Of the 373 tested specimens, 74 (20%) tested positive for LASV antigen. 40 (11%) specimens tested positive for LASV NP IgG, while an additional 12 (3%) specimens only tested positive for LASV GP IgG. Simultaneous antigen presence and IgG antibody presence was linked in . specimens ( < 0.01), but not . specimens ( = 1). Despite the link between antigen presence and IgG antibody presence in ., the strength of antigen response did not correlate with the strength of IgG response to either GP IgG or NP IgG.
The tools developed in this study can aid in the generation of valuable public health data for rapid field assessment of LASV burden during outbreak investigations and general LASV surveillance.
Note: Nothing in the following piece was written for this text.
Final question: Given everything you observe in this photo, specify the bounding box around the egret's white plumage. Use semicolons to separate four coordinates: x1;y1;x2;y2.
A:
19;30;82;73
Funding for this work was supported by the National Institute of Allergy and Infectious Diseases National Institute of Health, Department of Health and Human Services under the following grants: International Collaboration in Infectious Disease Research on Lassa fever and Ebola - ICIDR - U19 AI115589, Consortium for Viral Systems Biology - CViSB - 5U19AI135995, West African Emerging Infectious Disease Research Center - WARN-ID - U01AI151812, West African Center for Emerging Infectious Diseases: U01AI151801.
拉沙热(LF)是一种由啮齿动物传播的疾病,在西非流行。在缺乏许可的治疗方法或疫苗的情况下,防止啮齿动物进入居住空间仍然是预防拉沙热的主要方法。对拉沙病毒(LASV)(拉沙热的病原体)进行人畜共患病监测,可以评估该病毒在一个地区的负担,并指导针对拉沙热的公共卫生措施。
在本研究中,我们采用市售的拉沙病毒人类诊断方法,以评估塞拉利昂东部家庭周边啮齿动物中拉沙病毒的流行情况。2018年11月至2019年7月期间,在塞拉利昂凯内马区开展了小型哺乳动物诱捕工作。使用市售的拉沙病毒核蛋白(NP)抗原快速诊断检测法检测拉沙病毒抗原。通过采用市售的半定量酶联免疫吸附测定(ELISA)来检测与小鼠和大鼠相关物种的IgG,以检测针对拉沙病毒核蛋白(NP)和糖蛋白(GP)的拉沙病毒IgG抗体。
在373份检测样本中,74份(20%)拉沙病毒抗原检测呈阳性。40份(11%)样本拉沙病毒NP IgG检测呈阳性,另有12份(3%)样本仅拉沙病毒GP IgG检测呈阳性。在. 样本中,抗原和IgG抗体同时存在具有相关性(<0.01),但在. 样本中则无相关性(=1)。尽管在. 中抗原存在与IgG抗体存在之间存在关联,但抗原反应强度与针对GP IgG或NP IgG的IgG反应强度并无相关性。
本研究中开发的工具有助于生成有价值的公共卫生数据,用于在疫情调查和拉沙病毒常规监测期间对拉沙病毒负担进行快速现场评估。
本研究得到了美国国立卫生研究院国家过敏和传染病研究所、卫生与公众服务部的资助,资助项目如下:拉沙热和埃博拉传染病国际合作研究 - ICIDR - U19 AI115589、病毒系统生物学联盟 - CViSB - 5U19AI135995、西非新兴传染病研究中心 - WARN-ID - U01AI151812、西非新兴传染病中心:U01AI151801。